Less than half (42 percent) of organizations now budget separately for promotions, and “the prevalence of this practice appears to be falling as more organizations are either budgeting for promotions in their merit budget or simply funding with salary or vacancy savings,” Chou noted.
However, it would be wrong to conclude that organizations that don’t budget for promotions believe that career advancement isn’t important. In fact, “it’s quite common, especially for large companies with hundreds or thousands of employees, to have enough slack in their payroll due to vacancies to cover unbudgeted promotional costs,” said Chou.
“Not having a set line-item in a manager’s budget for promotions increases the chances that a promotion that does take place is truly deserved,” he explained. “An implicit message of having a line-item in a budget is ‘it’s there for you to spend,’ and some managers may promote staff simply because their budget allows it.”
Funding for Promotions
How does your organization fund promotional increases (check all that apply)?
Budget for promotional increases is separate from other pay increase budgets.
Promotional increases funded with vacancy savings (savings from vacant positions or during recruitment).
Promotional increases funded as part of our merit budget.
Promotional increases funded with salary savings (hiring at a lower rate).
Promotional increases funded out of merit budget, but the merit budget is not inflated to cover promotional increases.
Promotional increases funded out of another budget.
Promotional increases funded out of another budget, but the other budget is not inflated to cover promotional increases.
Promotional Guidelines report
Handling Merit Increases
When promoted employees have been in their new positions for less than a year, 33 percent of organizations make them eligible for the nearest annual merit increase—down from 46 percent in 2010, the survey found. Among other current practices, organizations are:
• Varying their practice by employee or manager, or as determined on a case-by-case basis (24 percent).

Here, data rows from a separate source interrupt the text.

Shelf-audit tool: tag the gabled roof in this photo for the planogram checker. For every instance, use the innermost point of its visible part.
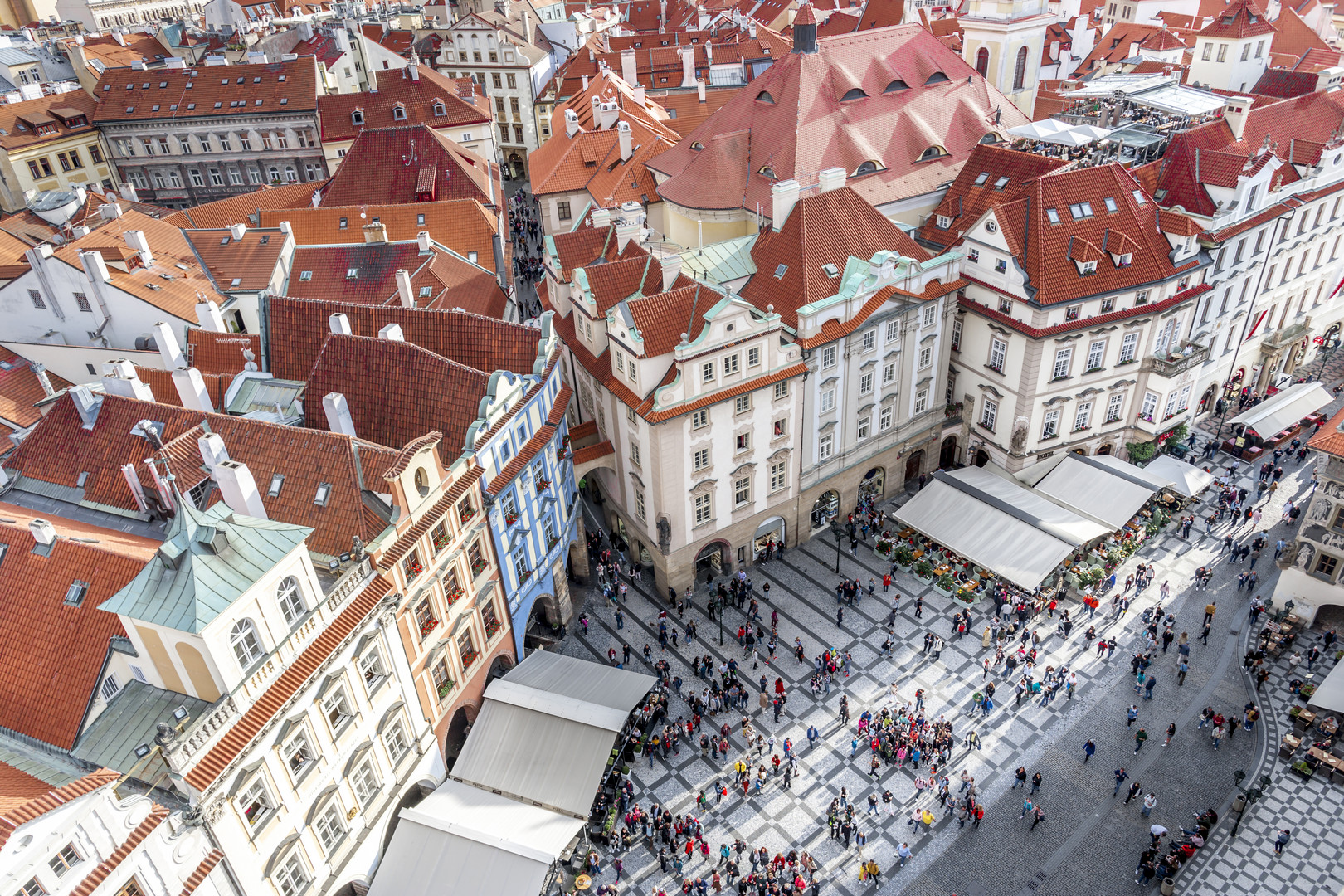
(825, 229)
(914, 95)
(417, 99)
(51, 672)
(397, 391)
(299, 329)
(390, 165)
(208, 559)
(217, 91)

• Including the next merit increase in the promotional increase (16 percent).
• Making promoted employees eligible for a prorated merit increase (9 percent).
• Requiring promoted employees to wait until the next full-year merit cycle (7 percent).
• Not offering merit increases (2 percent).
Lack of Communication
Another issue organizations continue to struggle with is communication about promotion practices. Among survey respondents:
• 63 percent do not feature or market promotion opportunities or activities as a key employee benefit when attempting to recruit new employees.
• 46 percent do not proactively share promotion guidelines or policies with employees unless asked.
• 21 percent do not share promotion guidelines or policies with employees under any circumstances.
The failure to communicate about promotions appears to be short-sighted, as more than 60 percent of respondents also believe that opportunities for promotion have a positive or extremely positive effect on employee engagement and motivation, the survey found. Moreover, the perceived effect on employee engagement increases as the amount of information shared with employees about promotions increases.
Why are so many organizations not sharing their promotion policies? “As a practical matter, many tend to tread lightly in this area simply due to the fact that only a relatively small percentage of employees actually receive a promotion on an annual basis,” Chou explained. “So to the extent that employers are actively ‘promoting’ their promotion guidelines, it may produce an unrealized expectation on the part of some employees that more promotions will be awarded than actually are, which could become a source of dissatisfaction.”
Organizations that do the best job in communicating their promotion guidelines “include the criteria on which promotions are based, so it’s clear to employees that a promotion isn’t just handed out to anyone.”